Bloggers generally don’t do first-hand reporting, according to legendary New York newsman Pete Hamill (discussed in previous post).
I was about to give my two-cents — my opinion about that — when I realized you can’t find the “cents” mark easily these days. Like floppy drives, drive-in theaters, and standalone movie theaters (not located at the mall), the “cents” symbol has all but disappeared.
We have not benefited from its disuse. Instead of the efficiency of writing “2¢,” we now must write “$0.02,” a waste of time and space of two characters.
Instead of ¢, our keyboards now offers symbols I never use, like the “^,” the French circumflex accent. I took French for four years in high school and college, and I don’t remember how it affects pronunciation. If I were a maître d’hôtel, I guess it would matter.
You can’t find the symbol for degrees on your keyboard, either; you have to look it up, and then hope people remember what it means.
I don’t use the “~,” the tilde, either, although for some reason, coders have revived it and the “@.” A decade before email, the @ had fallen in disuse.
It took me five minutes to locate the character, ¢. Which is why I’m trying to use it a few times to make the search for it seem worthwhile. (I felt like an archaeologist digging through our typographical past, searching through the detritus of symbols no longer used.)

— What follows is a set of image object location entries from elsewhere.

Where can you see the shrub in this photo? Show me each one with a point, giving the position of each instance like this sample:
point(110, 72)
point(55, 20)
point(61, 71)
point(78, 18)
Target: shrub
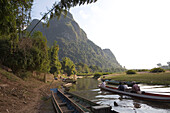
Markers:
point(131, 72)
point(157, 70)
point(97, 75)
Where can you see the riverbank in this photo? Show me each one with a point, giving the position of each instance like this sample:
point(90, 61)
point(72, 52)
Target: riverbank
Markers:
point(28, 96)
point(147, 78)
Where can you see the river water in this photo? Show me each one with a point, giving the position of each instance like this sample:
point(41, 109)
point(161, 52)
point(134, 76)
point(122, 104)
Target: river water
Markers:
point(88, 89)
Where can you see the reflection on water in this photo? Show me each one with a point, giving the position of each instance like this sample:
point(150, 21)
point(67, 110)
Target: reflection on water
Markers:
point(88, 89)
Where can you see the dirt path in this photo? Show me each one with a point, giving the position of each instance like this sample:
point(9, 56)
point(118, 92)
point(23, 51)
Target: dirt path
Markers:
point(19, 96)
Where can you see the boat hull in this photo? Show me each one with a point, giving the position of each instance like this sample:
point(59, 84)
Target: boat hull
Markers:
point(145, 96)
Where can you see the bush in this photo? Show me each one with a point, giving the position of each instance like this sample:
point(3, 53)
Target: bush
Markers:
point(97, 75)
point(131, 72)
point(157, 70)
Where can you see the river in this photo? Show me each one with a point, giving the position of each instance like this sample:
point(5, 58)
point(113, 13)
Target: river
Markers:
point(88, 88)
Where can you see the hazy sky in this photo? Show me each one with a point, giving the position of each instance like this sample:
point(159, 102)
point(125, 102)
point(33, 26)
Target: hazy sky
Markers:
point(136, 31)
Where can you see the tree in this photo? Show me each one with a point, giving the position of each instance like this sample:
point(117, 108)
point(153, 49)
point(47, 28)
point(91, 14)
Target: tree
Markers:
point(14, 14)
point(68, 66)
point(61, 7)
point(168, 64)
point(55, 63)
point(159, 64)
point(82, 68)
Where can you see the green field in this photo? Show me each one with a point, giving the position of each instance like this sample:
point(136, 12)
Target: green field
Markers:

I’m not going to mount a campaign to revive the ¢ symbol. Every so often, Congress considers legislation to stop minting pennies because they cost more than 1¢ to produce. If that happens, there’s not much hope for the ¢ itself.
If Congress does discontinue the penny, it would finally become collectible, and probably be worth at least 5¢. (I can see the auctions now on eBay, although they would stop having to claim the item is in “mint” condition.)
I wonder what that would mean for the nickel. As it is, the old five-and-dime stores have long since closed, replaced instead by dollar stores.
And there are people who claim we don’t have an inflation problem .
Doesn’t make much ¢, does it.
Anyway, this is the result of some first-hand reporting. Although, to Hamill’s point, I didn’t actually leave my desk. Except for lunch.